Construction 101

Everything you need to know about a Schedule Of Works

What is a schedule of works?

A schedule of works is a document which outlines all of the specific work and resources needed to complete a project. It is not a legal requirement but is frequently used on smaller projects instead of a bill of quantities.

According to, “The bill of quantities (sometimes referred to as ‘BoQ’ or ‘BQ’) is a document prepared by the cost consultant (often a quantity surveyor) that provides project specific measured quantities of the items of work identified by the drawings and specifications in the tender documentation.”

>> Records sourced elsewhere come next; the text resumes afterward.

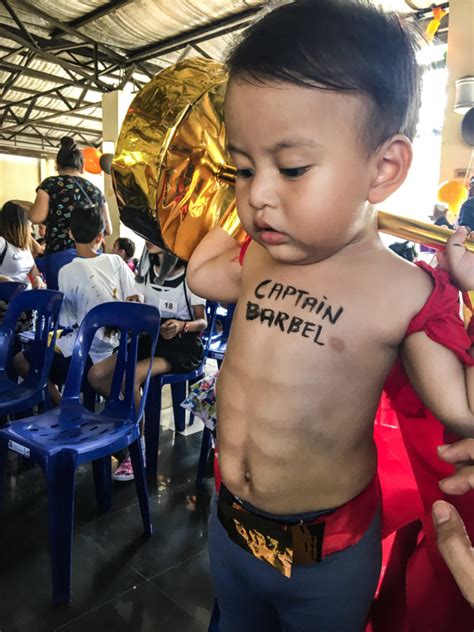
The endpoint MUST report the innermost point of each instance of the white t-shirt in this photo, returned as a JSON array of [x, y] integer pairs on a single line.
[[170, 298], [87, 283], [16, 263]]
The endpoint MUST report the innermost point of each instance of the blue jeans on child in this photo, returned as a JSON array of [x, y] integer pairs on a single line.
[[333, 595]]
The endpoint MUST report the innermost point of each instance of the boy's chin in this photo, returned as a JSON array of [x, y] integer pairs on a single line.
[[291, 254]]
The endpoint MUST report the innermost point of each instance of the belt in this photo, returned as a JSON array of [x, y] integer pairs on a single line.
[[284, 545]]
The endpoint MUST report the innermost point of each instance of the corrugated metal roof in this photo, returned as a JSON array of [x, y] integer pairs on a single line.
[[57, 57]]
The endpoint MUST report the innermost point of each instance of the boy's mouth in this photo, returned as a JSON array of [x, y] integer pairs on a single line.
[[268, 234]]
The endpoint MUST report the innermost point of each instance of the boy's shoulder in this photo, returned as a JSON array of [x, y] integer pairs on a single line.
[[413, 283]]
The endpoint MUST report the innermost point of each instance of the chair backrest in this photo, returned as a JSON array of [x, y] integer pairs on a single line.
[[10, 289], [46, 305], [130, 320]]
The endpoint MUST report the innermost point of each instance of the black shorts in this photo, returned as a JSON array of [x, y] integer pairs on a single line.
[[184, 353]]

As with the bill of quantities, a schedule of works is initially used during the tendering phase to allow contractors to calculate their prices. It should be presented as part of the production information pack and include project speculations, drawings, and additional building works.

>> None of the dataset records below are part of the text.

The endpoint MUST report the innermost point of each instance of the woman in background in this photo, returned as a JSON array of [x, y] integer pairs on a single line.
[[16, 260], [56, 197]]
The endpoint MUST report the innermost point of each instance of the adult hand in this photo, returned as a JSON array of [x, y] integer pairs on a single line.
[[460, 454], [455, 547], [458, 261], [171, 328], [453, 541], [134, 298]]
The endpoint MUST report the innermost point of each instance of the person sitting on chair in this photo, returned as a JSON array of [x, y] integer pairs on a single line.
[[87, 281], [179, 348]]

Once a contractor has been chosen, the document is then used to form the basis of a contract. From this point on, the contractor assumes liability for the work laid out in the schedule of works.

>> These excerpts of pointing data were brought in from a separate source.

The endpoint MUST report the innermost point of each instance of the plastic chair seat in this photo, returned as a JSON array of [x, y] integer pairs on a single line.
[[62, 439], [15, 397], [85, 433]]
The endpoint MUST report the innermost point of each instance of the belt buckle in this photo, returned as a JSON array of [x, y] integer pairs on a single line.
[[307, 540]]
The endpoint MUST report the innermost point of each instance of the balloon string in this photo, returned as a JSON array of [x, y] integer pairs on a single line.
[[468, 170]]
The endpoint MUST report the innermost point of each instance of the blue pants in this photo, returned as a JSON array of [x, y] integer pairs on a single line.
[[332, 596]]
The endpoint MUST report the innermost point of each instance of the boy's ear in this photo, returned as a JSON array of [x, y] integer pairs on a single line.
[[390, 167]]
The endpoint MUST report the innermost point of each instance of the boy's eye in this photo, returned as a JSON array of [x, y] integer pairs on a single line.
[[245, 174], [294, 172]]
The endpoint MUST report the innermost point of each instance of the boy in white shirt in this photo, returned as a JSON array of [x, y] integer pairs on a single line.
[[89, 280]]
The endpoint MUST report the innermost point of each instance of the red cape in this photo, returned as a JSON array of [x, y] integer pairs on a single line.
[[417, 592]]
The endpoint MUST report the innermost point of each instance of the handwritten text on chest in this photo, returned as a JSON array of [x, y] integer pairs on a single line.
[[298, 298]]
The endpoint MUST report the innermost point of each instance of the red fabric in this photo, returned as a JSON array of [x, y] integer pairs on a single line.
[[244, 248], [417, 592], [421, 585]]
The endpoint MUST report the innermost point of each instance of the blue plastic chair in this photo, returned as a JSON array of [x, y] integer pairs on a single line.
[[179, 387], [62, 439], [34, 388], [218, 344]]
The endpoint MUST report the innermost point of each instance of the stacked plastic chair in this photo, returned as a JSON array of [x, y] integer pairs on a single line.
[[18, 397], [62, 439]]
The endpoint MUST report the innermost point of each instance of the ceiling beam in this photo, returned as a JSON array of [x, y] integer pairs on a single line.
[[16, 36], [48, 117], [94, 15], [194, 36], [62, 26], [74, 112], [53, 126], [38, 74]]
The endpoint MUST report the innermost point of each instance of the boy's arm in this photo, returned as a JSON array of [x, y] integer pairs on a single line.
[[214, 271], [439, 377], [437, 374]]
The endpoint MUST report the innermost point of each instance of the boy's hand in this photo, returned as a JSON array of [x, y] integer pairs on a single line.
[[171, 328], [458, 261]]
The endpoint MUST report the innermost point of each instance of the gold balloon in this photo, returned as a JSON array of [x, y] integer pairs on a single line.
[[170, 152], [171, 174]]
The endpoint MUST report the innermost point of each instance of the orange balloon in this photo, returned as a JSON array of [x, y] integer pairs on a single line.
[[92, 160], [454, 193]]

If the client and the contractor later disagree over the project’s requirements, the document may be used as a point of reference to resolve disputes.

When is it required?

Although a schedule of works is not explicitly required, they may be used at several points throughout the life of a project.

As mentioned above, the document will typically be used as part of the tendering process and then to form a contract.

Engineers and planners may also choose to use the schedule of works as a basis for building work programmes and short-term work schedules. Once work has begun, it may also be used as a benchmark to measure progress.

What should be included in a schedule of works?

A schedule of works should include everything a contractor requires to determine what a project entails and what materials they’ll need for completion.

It’s worth noting that the contractor is responsible for getting material quantities correct once they’ve agreed to a schedule of works. Once they’ve taken a project on, they are liable for those quantities being correct.

Typically, items included in the schedule of works will change from one project to the next, but you might expect to see the following headings:

  • Structural engineers calculations
  • A pre-information pack
  • Potential constraints

It should also include more specific details about the tasks required for project completion, e.g. mobilisation, clearance, foundations, walls, etc.

Who is responsible?

A schedule of works is usually prepared by the Incumbent Designer; the documents are then presented to the client along with drawings and specifications.

It is standard practice for the client to review the work schedule with a Quantity Surveyor's aid before issuing tenders.


A schedule of works is a document used to plan and price projects. They are best suited for smaller projects, but when opted for, they provide a wide range of utility. E.g. they can be used to form the basis of a contract, to plan work schedules, or resolve potential disputes.

That being said, planning in this way might make it difficult for contractors to discern the number of materials they need, which may result in front-loading the price. This is one of the reasons why larger projects tend to use a bill of quantities instead.